RAL Tier1 weekly operations castor 31/03/2014

From GridPP Wiki
Jump to: navigation, search

Operations News

  • Disk deployments: 1 CV’13 in lhcbDst / 10 CV ’13 in lhcbNonProd waiting for blessing / 3 CV’13 on way to cmsNonProd
  • Disk Draining: 2 atlas servers drained and 1 in progress. 3 CMS servers drained and 1 in progress. 1 lhcb server drained, awaiting disk deployment before any further draining.
  • CMSdisk at 7% free
  • CASTOR 2.1.14 Upgrade Progress - Reversion to 2.1.13-9 software and databases on preprod was successful. The instance passed functional tests and was subjected to stress testing by Matt overnight. The software and databases of the central services were then upgraded to 2.1.14-11, but without the switch to 2.1.14 native mode on the name server to test the running of 2.1.13-9 stagers against 2.1.14-11 central services. The instance passed functional tests and is being subjected to stress testing by Matt. Next is testing 2.1.14-11 stagers against 2.1.14-11 central services with the name server still in 2.1.13 compatibility mode.

Operations Problems

  • CMS load continues to cause problems, we had to restart transfer/diskmanagers to get things working again (Monday 10:45 and Tuesday 17:30)
  • transfermanagerd restarted on fdscdlf02 Thursday
  • vcert srm and name server not accessible due to issues with hypervisor after rack move, possibly some config required to bring it back. Dimitrios is looking into this
  • We had a node crash on Neptune causing brief issues with Atlas srm, known issue has already been logged with Oracle

Blocking Issues

  • none

Planned, Scheduled and Cancelled Interventions

Entries in/planned to go to GOCDB

  • (Tue 1 Apr) Tim will stop all tape access for an hour or so to test Linux based controller (ASCLS, controls tape robot). Andrew L has been informed.
  • (Tue 1 Apr) Facilities CASTOR Upgrade.

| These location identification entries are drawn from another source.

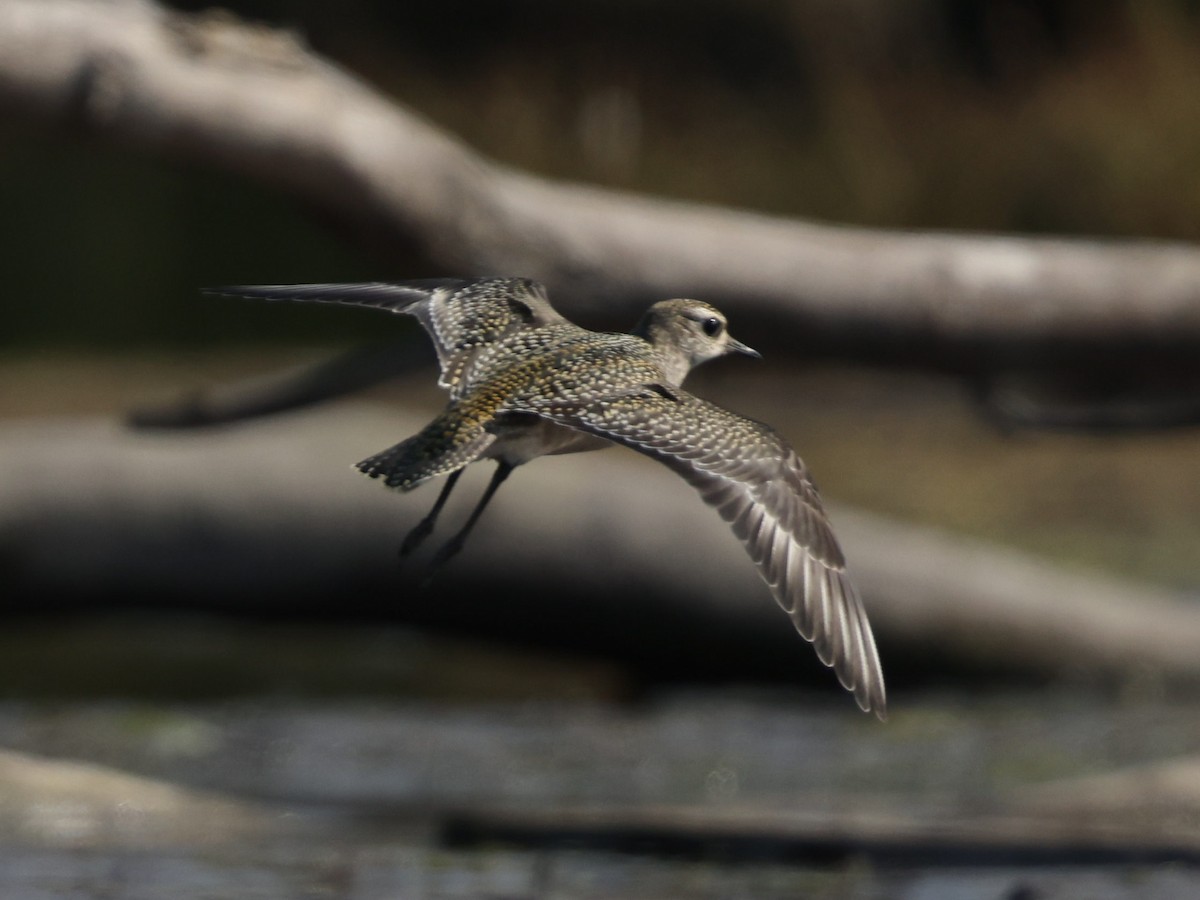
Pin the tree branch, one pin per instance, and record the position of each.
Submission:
(255, 101)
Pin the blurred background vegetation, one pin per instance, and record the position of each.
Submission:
(1005, 115)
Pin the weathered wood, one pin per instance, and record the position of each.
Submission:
(601, 552)
(255, 101)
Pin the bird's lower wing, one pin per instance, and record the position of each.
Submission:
(761, 487)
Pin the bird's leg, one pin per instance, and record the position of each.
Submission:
(424, 528)
(454, 545)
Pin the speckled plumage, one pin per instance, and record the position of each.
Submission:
(525, 382)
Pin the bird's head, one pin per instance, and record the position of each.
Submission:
(687, 333)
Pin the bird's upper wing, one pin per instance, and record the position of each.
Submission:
(461, 315)
(762, 489)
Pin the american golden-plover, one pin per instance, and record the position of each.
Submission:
(525, 383)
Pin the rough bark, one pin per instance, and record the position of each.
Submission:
(253, 100)
(601, 552)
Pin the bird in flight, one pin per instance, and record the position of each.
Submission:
(525, 382)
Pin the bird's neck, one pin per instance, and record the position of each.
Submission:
(669, 357)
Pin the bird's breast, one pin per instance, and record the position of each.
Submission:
(521, 438)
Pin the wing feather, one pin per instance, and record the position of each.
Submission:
(460, 315)
(760, 486)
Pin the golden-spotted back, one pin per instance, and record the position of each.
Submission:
(525, 383)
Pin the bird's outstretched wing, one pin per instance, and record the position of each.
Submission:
(762, 489)
(461, 315)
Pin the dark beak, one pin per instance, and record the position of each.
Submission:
(733, 346)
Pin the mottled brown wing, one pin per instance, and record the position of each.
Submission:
(460, 315)
(762, 489)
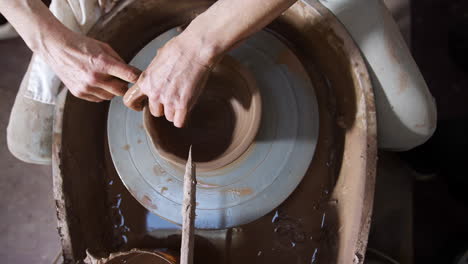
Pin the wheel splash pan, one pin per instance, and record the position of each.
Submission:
(345, 153)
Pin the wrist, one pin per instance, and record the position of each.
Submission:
(208, 49)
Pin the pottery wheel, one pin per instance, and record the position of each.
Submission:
(256, 182)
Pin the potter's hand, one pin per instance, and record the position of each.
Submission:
(173, 81)
(90, 69)
(176, 76)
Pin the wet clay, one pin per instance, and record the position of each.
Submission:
(134, 256)
(222, 124)
(325, 220)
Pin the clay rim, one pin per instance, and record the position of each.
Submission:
(243, 135)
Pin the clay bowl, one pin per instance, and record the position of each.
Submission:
(220, 127)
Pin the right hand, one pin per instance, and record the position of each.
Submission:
(90, 69)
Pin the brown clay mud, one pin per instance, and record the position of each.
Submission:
(222, 124)
(294, 232)
(325, 220)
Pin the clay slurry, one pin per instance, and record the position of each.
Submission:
(223, 122)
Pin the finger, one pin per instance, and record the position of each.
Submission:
(179, 117)
(134, 98)
(123, 71)
(156, 109)
(91, 98)
(114, 86)
(101, 93)
(169, 112)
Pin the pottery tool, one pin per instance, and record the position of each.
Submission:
(261, 177)
(188, 212)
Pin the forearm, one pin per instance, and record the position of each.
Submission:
(34, 22)
(228, 22)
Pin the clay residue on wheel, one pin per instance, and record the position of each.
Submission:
(221, 126)
(293, 232)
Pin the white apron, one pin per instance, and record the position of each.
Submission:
(77, 15)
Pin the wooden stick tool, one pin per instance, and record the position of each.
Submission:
(188, 212)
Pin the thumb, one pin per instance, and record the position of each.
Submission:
(124, 71)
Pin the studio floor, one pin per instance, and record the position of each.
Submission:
(437, 198)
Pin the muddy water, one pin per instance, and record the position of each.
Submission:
(295, 232)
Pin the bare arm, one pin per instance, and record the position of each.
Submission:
(174, 79)
(90, 69)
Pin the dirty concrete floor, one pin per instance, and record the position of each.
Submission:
(27, 210)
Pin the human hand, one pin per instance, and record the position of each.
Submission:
(90, 69)
(174, 79)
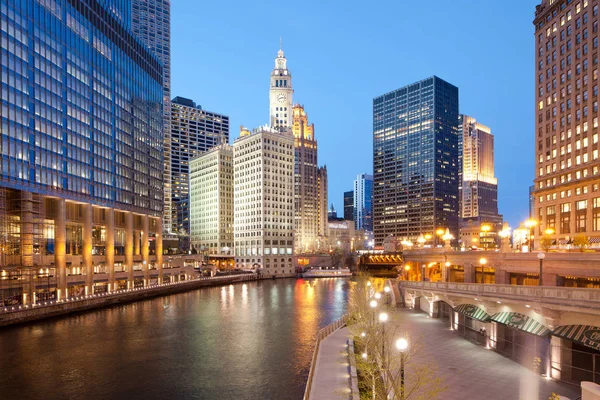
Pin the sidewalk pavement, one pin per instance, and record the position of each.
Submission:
(331, 379)
(471, 371)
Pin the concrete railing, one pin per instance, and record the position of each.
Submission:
(321, 334)
(588, 298)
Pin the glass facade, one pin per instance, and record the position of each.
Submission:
(81, 104)
(415, 160)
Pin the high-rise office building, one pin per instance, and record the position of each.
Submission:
(415, 160)
(478, 186)
(81, 188)
(323, 201)
(306, 215)
(280, 94)
(150, 21)
(349, 205)
(567, 167)
(263, 215)
(211, 201)
(193, 132)
(363, 203)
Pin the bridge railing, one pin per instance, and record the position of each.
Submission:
(321, 334)
(547, 294)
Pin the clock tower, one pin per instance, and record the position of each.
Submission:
(280, 94)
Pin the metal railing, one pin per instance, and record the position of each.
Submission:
(321, 334)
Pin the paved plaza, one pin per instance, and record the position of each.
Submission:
(332, 370)
(471, 371)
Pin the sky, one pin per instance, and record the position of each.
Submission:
(343, 54)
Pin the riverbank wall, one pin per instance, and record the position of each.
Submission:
(22, 314)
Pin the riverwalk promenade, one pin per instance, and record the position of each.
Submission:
(26, 313)
(468, 371)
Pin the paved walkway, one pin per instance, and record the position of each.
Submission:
(470, 371)
(331, 379)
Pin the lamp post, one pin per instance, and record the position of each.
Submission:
(373, 305)
(402, 345)
(530, 223)
(541, 256)
(383, 317)
(482, 261)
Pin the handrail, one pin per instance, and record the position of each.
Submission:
(74, 300)
(542, 293)
(321, 334)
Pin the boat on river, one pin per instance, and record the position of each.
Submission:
(320, 272)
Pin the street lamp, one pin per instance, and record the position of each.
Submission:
(383, 317)
(373, 305)
(530, 223)
(541, 256)
(402, 345)
(482, 261)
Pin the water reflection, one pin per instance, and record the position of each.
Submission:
(248, 341)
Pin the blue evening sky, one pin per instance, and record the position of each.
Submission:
(341, 54)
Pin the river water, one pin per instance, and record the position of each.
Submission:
(245, 341)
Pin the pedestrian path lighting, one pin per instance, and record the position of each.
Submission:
(482, 261)
(541, 256)
(383, 317)
(373, 305)
(402, 345)
(530, 223)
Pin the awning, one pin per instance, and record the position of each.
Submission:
(585, 334)
(521, 322)
(472, 311)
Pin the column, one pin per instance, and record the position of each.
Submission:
(87, 249)
(129, 248)
(145, 250)
(158, 239)
(110, 248)
(28, 268)
(60, 248)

Downtime between 0900-1600

Advanced Planning

Tasks

  • Atlas would like to store c2 million EVNT monte carlo files – Brian to discuss with Alastair. Other tier 1s are not keen but RAL tier 1 / castor should be able to cope with this.

<<<<< REVIEW THIS >>>>>

  • CASTOR 2.1.14 + SL5/6 testing. The change control has gone through today with few problems.
  • iptables to be installed on lcgcviewer01 to harden the logging system against the injection of junk data by security scans.
  • Quattor cleanup process is ongoing.
  • Installation of new Preprod headnodes

Interventions

Staffing

  • Castor on Call person
    • Matthew
  • Staff absence/out of the office:
    • (Mon-Fri) Rob A/L
    • (Friday) Bruno poss A/L